Donc, les socialistes, Mesdames et Messieurs les députés, sont attachés à l'existence d'un budget, sont attachés à l'existence du fonctionnement sain et naturel de la collectivité publique, mais, pour cela, il faut des équilibres ! Il faut que les efforts soient partagés ! Quand des personnes ayant 100 millions de fortune ont économisé 2 millions de francs sur leurs impôts - une seule personne ! - eh bien, je trouve tout à fait scandaleux de ne pas mettre dans la même balance de nouvelles recettes à prévoir vers ces personnes privilégiées ! Il y a éventuellement des efforts à consentir, de la part de la fonction publique. Mais quand c'est d'abord la fonction publique, c'est tout simplement scandaleux, inadmissible, et il n'est pas possible d'entrer en matière avec une façon de raisonner pareille !

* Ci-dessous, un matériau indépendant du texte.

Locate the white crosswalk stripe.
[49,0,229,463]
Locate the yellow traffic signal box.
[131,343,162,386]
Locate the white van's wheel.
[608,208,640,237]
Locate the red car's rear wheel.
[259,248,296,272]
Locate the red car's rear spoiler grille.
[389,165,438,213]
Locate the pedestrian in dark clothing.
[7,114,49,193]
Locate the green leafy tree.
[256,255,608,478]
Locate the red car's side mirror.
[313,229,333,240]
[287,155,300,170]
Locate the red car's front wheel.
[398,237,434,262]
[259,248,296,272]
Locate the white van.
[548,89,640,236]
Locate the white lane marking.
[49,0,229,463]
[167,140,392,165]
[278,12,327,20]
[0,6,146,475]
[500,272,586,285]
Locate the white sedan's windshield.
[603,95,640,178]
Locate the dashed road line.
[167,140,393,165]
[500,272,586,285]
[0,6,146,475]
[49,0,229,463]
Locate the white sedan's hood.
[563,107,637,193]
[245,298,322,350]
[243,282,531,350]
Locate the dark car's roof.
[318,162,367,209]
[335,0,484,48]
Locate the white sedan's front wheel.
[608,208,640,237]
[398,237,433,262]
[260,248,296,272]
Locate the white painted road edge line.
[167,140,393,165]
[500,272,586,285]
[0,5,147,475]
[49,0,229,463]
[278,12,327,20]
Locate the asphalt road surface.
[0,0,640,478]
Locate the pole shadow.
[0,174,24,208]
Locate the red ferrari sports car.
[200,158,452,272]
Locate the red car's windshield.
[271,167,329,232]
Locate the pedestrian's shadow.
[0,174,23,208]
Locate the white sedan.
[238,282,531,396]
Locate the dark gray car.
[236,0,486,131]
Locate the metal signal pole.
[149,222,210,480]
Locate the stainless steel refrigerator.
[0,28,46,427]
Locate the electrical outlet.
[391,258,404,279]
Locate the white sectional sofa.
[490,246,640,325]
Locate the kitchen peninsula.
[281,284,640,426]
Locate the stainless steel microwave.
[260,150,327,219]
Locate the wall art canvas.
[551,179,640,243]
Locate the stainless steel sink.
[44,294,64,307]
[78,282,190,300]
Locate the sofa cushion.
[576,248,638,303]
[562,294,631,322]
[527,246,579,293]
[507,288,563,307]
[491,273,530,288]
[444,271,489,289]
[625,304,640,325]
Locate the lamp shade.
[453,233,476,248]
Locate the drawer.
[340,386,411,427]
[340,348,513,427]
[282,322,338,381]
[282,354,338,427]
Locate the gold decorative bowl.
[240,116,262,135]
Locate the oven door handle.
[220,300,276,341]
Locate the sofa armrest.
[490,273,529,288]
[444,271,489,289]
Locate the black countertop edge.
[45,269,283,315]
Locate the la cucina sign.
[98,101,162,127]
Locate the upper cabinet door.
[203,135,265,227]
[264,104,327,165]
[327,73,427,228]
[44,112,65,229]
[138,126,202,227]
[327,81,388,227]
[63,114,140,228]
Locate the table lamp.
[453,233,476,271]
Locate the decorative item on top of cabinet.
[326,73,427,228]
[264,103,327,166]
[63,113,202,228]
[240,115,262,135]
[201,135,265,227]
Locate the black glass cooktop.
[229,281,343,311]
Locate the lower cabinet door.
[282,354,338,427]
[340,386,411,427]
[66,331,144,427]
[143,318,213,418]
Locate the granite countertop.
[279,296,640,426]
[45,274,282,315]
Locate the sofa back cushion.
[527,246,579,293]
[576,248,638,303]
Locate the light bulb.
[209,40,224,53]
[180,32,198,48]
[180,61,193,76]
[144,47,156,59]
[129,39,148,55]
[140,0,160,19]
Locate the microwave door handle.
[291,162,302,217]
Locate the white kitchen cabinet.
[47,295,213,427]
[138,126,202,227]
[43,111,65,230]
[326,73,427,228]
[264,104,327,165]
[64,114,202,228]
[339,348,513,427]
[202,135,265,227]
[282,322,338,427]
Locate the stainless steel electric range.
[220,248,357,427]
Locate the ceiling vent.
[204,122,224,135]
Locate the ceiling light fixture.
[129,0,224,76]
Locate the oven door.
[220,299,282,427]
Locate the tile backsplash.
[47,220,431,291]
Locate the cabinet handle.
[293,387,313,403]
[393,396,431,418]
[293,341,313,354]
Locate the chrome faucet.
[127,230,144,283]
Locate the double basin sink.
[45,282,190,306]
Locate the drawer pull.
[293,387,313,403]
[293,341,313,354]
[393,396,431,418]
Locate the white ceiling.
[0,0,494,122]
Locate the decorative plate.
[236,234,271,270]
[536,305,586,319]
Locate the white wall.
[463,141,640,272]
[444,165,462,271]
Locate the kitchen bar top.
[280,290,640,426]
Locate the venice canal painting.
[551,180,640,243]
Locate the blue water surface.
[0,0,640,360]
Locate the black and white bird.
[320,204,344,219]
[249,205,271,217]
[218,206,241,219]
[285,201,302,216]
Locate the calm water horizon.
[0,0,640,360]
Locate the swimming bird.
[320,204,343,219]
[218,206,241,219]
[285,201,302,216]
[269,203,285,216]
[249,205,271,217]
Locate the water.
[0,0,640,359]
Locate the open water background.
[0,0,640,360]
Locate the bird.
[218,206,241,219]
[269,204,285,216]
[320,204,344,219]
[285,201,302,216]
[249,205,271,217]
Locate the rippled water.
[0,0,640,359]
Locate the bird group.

Ainsi, les socialistes vous invitent à refuser ce projet de loi. Pour nous, le fait d'avoir un déficit dogmatique à 350 millions est totalement absurde ! Un déficit doit être mesuré en fonction de la sincérité budgétaire - justement, des recettes fiscales prévues, des dépenses que l'on ne peut pas contourner ! Le Conseil d'Etat a suffisamment rappelé qu'un certain nombre de dépenses dépendaient d'exigences fédérales, d'initiatives votées, voire de lois - votées aussi par vous, Mesdames et Messieurs les députés !

Pour toutes ces raisons, le retour à l'équilibre ne doit pas se faire sur un dogme de déficit qui plairait au PLR ! C'est totalement absurde. Et si c'est votre façon de fonctionner, il est tout simplement impossible d'y associer les socialistes, qui aiment fonctionner sur les faits et les efforts partagés, au nom de la solidarité bien comprise. Donc, Mesdames et Messieurs les députés, je vous demande de refuser ce projet de loi ! (Applaudissements.)

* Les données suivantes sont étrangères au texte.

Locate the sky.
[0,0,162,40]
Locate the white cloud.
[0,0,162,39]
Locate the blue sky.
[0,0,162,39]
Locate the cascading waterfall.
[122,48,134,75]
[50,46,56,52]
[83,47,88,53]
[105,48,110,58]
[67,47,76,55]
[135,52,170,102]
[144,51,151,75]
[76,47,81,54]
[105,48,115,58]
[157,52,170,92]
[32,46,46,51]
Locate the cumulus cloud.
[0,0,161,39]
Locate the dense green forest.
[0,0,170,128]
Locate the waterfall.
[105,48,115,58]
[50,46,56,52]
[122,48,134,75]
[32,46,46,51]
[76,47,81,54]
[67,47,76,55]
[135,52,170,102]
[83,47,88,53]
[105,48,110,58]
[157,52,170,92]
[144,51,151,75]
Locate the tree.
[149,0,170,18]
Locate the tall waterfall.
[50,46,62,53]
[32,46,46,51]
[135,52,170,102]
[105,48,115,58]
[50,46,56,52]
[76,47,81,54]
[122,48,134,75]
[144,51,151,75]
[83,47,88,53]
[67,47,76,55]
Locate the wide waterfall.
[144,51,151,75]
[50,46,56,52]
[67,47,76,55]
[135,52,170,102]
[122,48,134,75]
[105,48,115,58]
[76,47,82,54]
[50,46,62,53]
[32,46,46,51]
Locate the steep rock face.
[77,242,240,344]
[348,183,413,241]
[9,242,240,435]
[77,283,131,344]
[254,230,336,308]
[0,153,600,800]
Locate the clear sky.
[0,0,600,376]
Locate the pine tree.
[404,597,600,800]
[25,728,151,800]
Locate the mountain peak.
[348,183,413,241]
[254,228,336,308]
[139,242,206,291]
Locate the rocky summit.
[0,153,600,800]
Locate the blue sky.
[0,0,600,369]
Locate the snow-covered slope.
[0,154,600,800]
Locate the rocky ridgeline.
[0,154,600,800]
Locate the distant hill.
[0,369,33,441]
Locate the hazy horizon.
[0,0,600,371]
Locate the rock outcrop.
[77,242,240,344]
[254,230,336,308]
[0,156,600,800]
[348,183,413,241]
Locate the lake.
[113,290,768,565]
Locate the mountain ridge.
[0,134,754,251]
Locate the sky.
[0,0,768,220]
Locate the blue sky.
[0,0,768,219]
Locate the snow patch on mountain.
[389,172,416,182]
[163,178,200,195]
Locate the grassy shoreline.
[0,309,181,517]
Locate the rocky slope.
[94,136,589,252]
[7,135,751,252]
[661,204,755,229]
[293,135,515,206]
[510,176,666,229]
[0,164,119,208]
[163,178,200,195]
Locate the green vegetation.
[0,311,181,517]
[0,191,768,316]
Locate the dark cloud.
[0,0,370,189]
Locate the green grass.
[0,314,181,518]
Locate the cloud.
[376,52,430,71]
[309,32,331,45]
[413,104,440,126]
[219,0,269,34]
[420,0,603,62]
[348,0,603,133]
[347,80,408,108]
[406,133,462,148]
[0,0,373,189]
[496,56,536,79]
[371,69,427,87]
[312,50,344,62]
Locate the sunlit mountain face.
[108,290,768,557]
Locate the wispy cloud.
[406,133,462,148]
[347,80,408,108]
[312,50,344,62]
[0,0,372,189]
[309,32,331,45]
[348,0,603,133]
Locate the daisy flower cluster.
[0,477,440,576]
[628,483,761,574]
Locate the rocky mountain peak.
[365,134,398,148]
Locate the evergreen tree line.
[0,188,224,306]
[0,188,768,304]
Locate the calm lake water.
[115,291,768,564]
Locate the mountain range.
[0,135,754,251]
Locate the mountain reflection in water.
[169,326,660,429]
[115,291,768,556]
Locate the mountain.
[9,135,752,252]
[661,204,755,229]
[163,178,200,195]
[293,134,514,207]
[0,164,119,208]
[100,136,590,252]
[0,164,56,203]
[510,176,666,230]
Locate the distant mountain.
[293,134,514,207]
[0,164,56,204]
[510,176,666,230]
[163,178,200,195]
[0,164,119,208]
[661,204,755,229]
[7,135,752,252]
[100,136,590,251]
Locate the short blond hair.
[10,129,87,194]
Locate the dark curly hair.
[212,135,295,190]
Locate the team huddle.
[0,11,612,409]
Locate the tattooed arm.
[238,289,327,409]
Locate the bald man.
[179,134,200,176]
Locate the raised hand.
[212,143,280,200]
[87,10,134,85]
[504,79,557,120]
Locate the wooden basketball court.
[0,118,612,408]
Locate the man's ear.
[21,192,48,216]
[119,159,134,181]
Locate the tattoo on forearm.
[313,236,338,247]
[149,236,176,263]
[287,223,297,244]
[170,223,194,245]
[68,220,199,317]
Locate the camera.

Le président. Merci, Monsieur le rapporteur de deuxième minorité. Vous êtes quasiment dans le temps qui est imparti pour la première tranche. Maintenant, la parole est à M. le député Jacques Jeannerat.

M. Jacques Jeannerat (R). Quand un Etat comme celui de Genève compte moins d'un demi-million d'habitants et affiche en même temps une dette de 11 milliards de francs; quand on sait que l'indice cantonal des prix à la consommation, à fin novembre, en valeur annuelle, affiche le chiffre de -0,4%; quand on sait que la crise économique nous frappe de plein fouet; quand les entreprises luttent chaque jour pour survivre et maintenir des emplois... Il y a pire, Mesdames et Messieurs, pour des fonctionnaires de cet Etat, que d'avoir le même salaire en 2012 qu'en 2011, surtout quand ces derniers ont la garantie de l'emploi. Je vous invite à voter ce projet de loi tel qu'il ressort de la commission des finances.

M. Roger Golay (MCG). Mesdames et Messieurs les députés, le groupe MCG va refuser l'entrée en matière de ce projet de loi, pour plusieurs raisons. Tout d'abord, les mesures sur les conditions salariales qui ont été prises à l'égard de la fonction publique - c'est-à-dire les fonctionnaires et les employés de l'Etat - l'ont été sans aucune discussion avec les partenaires sociaux, les syndicats. C'est du jamais vu, puisque, même lorsqu'il y avait le gouvernement monocolore, il y avait une discussion. Les mesures étaient prises en juin, ce qui laissait le temps aux organisations syndicales de pouvoir intervenir, de discuter, de chercher des possibilités d'accords concernant ces mesures; aujourd'hui ce n'est pas du tout le cas. Une telle attitude du Conseil d'Etat relève d'un profond mépris envers la fonction publique, ce qui est inadmissible. Cela représente carrément une rupture du dialogue social.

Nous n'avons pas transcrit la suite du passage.